辜江洋信服了。当今是男人为主,远古是女人为主。现在有人不知母亲是谁,远古却是不知父亲是谁,真是奇怪!
他眨着眼睛问:“师父,那伏羲是怎样创造八卦的?”
姜子牙笑了,说:“我的师父的师父的师父说,伏羲有一天在河边洗脸,他忽然看见河中有许多黑色条纹在晃动,变幻多端。他抬头一看,原来岸边有许多身上长满黑色条纹的马在河边喝水吃草。他又低头看那条纹倒影,啊,真奇妙!于是他就照着那条纹倒影,在河滩上画啊画啊,画成了无数个形形色色的图形。师父的师父的师父说,这就是最早的八卦。”
辜江洋笑了,说:“真有趣!”
姜子牙说:“不光有趣,这里边的学问还大呢!这八卦现在分了众多流派,有这么说的,有那么说的……”
辜江洋问:“您呢?”
姜子牙说:“我有我的说法。”
他们正说着,忽听门外有人叫门。辜江洋站起身迎了出去。不一会儿,他回来说:“师父,那位商容商大人又来了。”
姜子牙自从听了申公豹讲述女儿丢失时有商容在场以后,对这位一人之下万人之上的老丞相就格外注意。这时,他虽不知道身居高位的这位功臣微服私访是何用意,还是连忙站起身,稍稍整理了一下衣服,走出后院。
姜子牙来到铺面,看到一位白发苍苍的老人立于门前,便服便装,十分慈祥。
商容见姜子牙出来,连忙拱手说:“敢问先生就是姜大仙?”
姜子牙也连忙还礼,毕恭毕敬答道:“在下不才,正是姜子牙。大仙实为戏称,万不敢当。请恕子牙斗胆,敢问老先生高姓大名?”
姜子牙尽管心中明白,这人就是商容,因为辜江洋已经通报过了,但是,出于礼貌还是这样问他。商容微微躬身,道:“老夫商容也。终日碌碌,白发虚度,惭愧,惭愧!”

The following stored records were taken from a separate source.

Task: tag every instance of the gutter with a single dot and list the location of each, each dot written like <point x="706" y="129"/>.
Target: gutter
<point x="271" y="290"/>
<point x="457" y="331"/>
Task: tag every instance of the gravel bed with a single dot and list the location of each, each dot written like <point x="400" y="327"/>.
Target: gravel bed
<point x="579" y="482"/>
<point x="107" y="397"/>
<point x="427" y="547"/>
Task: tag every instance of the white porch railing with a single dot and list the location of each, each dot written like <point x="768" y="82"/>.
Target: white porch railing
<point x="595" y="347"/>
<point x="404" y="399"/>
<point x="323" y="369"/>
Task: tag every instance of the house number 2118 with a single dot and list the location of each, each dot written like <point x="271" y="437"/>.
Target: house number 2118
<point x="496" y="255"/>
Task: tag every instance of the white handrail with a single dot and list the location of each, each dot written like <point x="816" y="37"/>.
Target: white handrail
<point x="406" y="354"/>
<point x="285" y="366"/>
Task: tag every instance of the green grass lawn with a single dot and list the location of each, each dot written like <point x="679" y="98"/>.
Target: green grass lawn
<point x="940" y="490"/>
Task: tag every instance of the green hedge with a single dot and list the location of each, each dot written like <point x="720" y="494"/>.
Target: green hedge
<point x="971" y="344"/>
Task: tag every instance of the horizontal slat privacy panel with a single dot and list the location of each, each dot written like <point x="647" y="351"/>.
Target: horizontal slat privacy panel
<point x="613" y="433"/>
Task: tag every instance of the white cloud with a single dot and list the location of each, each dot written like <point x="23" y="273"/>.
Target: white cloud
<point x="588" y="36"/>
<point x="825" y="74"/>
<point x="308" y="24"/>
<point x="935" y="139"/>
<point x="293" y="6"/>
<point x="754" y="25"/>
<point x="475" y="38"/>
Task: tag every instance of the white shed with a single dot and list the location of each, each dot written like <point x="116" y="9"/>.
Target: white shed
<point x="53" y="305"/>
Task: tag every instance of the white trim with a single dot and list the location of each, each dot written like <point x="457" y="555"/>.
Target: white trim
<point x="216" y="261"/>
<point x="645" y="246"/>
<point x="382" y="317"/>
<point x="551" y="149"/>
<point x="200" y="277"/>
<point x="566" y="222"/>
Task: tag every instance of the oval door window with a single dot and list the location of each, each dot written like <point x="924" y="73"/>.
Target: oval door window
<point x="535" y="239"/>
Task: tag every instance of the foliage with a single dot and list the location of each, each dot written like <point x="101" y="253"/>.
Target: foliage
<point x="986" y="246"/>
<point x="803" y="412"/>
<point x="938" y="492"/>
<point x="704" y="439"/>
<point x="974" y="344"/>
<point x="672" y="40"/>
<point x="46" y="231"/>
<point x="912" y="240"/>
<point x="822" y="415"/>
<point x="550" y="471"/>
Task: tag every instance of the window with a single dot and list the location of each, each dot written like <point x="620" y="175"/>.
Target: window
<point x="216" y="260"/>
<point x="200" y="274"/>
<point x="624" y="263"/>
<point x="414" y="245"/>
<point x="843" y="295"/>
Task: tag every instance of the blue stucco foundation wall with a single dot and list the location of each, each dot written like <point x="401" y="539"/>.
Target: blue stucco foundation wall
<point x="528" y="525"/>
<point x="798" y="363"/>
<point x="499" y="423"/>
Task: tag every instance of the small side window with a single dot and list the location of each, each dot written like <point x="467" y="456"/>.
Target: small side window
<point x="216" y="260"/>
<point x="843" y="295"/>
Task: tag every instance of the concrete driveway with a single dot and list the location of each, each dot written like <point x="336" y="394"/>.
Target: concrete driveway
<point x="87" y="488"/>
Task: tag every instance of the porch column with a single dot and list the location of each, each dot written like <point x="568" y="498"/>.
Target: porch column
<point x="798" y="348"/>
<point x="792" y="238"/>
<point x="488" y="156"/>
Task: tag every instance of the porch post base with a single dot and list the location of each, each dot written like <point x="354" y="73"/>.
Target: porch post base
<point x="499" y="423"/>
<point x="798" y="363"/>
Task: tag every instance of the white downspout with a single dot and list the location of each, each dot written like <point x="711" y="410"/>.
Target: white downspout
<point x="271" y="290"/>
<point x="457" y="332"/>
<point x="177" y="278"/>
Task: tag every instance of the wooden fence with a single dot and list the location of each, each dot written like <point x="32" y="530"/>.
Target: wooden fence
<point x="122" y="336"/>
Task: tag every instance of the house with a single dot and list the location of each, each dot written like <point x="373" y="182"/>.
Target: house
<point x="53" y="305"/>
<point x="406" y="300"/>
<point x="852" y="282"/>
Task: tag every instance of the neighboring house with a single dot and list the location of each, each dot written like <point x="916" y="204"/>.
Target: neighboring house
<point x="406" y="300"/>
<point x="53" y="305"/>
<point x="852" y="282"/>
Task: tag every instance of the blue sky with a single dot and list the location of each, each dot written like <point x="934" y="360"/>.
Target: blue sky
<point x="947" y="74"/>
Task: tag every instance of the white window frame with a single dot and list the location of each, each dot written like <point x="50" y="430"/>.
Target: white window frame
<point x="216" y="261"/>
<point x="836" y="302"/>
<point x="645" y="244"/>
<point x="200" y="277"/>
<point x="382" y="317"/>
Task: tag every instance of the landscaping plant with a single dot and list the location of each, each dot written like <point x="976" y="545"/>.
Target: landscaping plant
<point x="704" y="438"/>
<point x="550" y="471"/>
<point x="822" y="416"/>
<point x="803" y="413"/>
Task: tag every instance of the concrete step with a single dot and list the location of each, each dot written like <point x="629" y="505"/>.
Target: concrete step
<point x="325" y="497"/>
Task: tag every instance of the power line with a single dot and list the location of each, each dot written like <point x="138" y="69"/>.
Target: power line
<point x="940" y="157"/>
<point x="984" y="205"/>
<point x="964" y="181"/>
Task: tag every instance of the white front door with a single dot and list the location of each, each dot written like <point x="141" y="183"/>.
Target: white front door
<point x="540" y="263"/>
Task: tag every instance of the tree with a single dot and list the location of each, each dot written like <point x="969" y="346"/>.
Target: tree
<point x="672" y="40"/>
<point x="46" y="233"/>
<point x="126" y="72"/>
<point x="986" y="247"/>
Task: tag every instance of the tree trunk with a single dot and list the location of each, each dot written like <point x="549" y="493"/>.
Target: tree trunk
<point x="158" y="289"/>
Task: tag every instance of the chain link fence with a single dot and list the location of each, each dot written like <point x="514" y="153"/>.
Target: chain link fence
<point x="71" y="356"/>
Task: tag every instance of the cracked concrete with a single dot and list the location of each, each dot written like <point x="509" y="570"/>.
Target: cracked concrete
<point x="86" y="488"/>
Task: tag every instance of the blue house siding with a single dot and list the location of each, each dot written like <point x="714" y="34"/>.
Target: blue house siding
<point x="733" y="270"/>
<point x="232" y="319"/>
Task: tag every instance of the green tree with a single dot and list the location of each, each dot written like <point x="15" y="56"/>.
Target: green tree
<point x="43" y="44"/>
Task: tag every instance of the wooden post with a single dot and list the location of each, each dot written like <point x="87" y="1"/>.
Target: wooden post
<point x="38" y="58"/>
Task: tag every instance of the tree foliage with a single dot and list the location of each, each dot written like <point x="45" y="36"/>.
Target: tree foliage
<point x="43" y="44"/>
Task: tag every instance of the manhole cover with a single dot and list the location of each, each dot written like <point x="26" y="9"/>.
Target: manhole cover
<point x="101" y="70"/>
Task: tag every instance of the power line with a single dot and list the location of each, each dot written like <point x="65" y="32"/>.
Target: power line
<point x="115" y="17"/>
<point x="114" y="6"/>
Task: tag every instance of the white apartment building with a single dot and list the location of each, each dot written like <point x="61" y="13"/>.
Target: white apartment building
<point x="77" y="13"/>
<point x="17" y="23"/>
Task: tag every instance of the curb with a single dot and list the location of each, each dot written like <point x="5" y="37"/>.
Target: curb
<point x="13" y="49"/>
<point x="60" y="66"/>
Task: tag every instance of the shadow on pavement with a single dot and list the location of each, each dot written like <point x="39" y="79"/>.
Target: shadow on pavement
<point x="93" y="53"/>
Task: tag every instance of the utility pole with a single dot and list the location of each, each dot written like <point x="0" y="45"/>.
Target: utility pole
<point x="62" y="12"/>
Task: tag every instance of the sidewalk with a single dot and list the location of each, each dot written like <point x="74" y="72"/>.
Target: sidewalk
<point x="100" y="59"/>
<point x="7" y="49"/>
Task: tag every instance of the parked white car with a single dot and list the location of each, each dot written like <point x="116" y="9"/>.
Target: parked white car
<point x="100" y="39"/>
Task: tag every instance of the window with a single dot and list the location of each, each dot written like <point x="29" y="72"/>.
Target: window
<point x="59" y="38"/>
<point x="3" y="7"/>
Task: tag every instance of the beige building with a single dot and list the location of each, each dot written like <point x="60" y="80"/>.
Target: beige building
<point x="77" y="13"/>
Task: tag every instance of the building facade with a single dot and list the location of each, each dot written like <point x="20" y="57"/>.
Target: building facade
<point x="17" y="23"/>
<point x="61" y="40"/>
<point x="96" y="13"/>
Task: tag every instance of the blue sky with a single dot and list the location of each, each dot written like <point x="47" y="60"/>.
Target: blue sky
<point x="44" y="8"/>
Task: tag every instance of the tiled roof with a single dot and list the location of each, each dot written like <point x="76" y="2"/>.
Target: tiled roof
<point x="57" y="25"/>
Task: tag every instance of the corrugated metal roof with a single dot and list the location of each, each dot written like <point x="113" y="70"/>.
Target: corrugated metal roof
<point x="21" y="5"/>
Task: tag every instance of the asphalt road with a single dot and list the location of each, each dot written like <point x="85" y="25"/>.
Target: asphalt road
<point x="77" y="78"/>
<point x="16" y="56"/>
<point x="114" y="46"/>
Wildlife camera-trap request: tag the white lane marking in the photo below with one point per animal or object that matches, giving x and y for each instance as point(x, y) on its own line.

姜子牙故作惊讶说:“哎呀呀,原来是商老丞相,大驾光临,小店生辉。快,快,请坐请坐!”
辜江洋端了清茶敬给客人,听着师父的客套话,心中暗暗好笑。
商容打量了一下店内,又望着姜子牙的面孔,自言自语地说:“怪了,如此相像!”
姜子牙笑了,说:“丞相大人,您讲什么?”
商容摇了摇头,说:“不要叫我丞相了。我已上本辞去丞相之职,准备告老还乡了。我来此是受亚相比干之托,想请你算一算命?”
姜子牙笑了,说:“老丞相耻笑于我了!姜某在此开店,其实是说命不算命,混口饭吃罢了。大人命大福大,姜某哪敢胡言乱语!”
商容认真地说:“不是戏言。比干亚相听到了姜大仙的神算,特地让我来与你约一时间,请你前去算命。不是为我为亚相比干算命,是为当今纣王算命。”
姜子牙一听,吃了一惊,连连摇手说:“不可不可。万万使不得!我一无此等才能,二来还要活命,暂不想送死哩。”
商容笑了,说:“不要惊慌。比干亚相是想请你说说商汤天下如何治理,今日怎样,明天咋办,以警戒天子。至于怎样进行,届时再作商议。”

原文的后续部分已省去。